In their new book, "Salmon Wars: The Dark Underbelly of Our Favorite Fish," Canada-based investigative journalists Douglas Frantz and Catherine Collins equate netpen salmon farming to "our generation's version of Big Tobacco."

The book, which went on sale Tuesday, argues that the "industrialization of Atlantic salmon threatens the species, endangers human health and the environment, and lines the pockets of big corporations.

The journalist couple said in a recent op-ed for the Canada's Globe and Mail that they were inspired to write something on the subject after attending public meetings several years ago near their home in Nova Scotia concerning salmon farmer Cermaq's plans to expand operations there.

"At that crowded event, we heard experts, fishermen and neighbors voice concerns about plans to locate as many as 20 salmon farms along our stretch of coastline," the couple wrote. "We decided to look into the issue."

In April 2019, Cermaq publicly announced it sought 20 licenses for the production of 20,000 metric tons at four Atlantic Canada sites, with an anticipated stocking date of 2023. But by April of 2020, the company decided to hold off on its plans, citing opposition it was hearing about the project, and calling it a "lost opportunity."

The authors point to Cooke as being one of the salmon businesses dominating the global salmon farming landscaping, and also one that condemns "salmon to spending their adult lives caged in floating feedlots called open-netpen salmon farm."

The journalists describe salmon farms as "vectors for pathogens and parasites that can spread to wild salmon," and give as an example Mowi's Atlantic Canada operations in Newfoundland, which in 2019 were suspended after the company's sites were impacted by a "mass salmon mortality."
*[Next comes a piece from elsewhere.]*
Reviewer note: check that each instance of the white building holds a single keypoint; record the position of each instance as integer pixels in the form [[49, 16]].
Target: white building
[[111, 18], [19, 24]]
"Just as Eric Schlosser’s 'Fast Food Nation' forced a reckoning with the Big Mac, the vivid stories, scientific research, and high-stakes finance at the heart of 'Salmon Wars' will inspire readers to make choices that protect our health and our planet," according to Henry Holt and Co., publishers of the book.

Northwest Aquaculture Alliance (NWAA) Executive Director Jeanne McKnight said the book does not tell the entire story when it comes to companies such as Cooke.

"We believe it does a disservice to the public to publish what is essentially a rehash of old, largely disproven, claims," she said.

She pointed to Cooke's transition last year to farming steelhead trout in Washington State, allowing the group to continue operating after an Atlantic salmon escape in 2017 put the company's future in the region in doubt, as one example.

"That approval imposed numerous new conditions on fish farming in Washington, which Cooke readily accepted," she said.

Frantz is a former managing editor of the Los Angeles Times and shared a Pulitzer Prize as a foreign correspondent at The New York Times.

After his career in journalism, he was chief investigator for the US Senate Foreign Relations Committee, an assistant secretary of state in the Obama administration, and deputy secretary-general at the Organization for Economic Cooperation and Development in Paris.

Collins has been a foreign correspondent and reporter for the Chicago Tribune and written for the Los Angeles Times and The New York Times.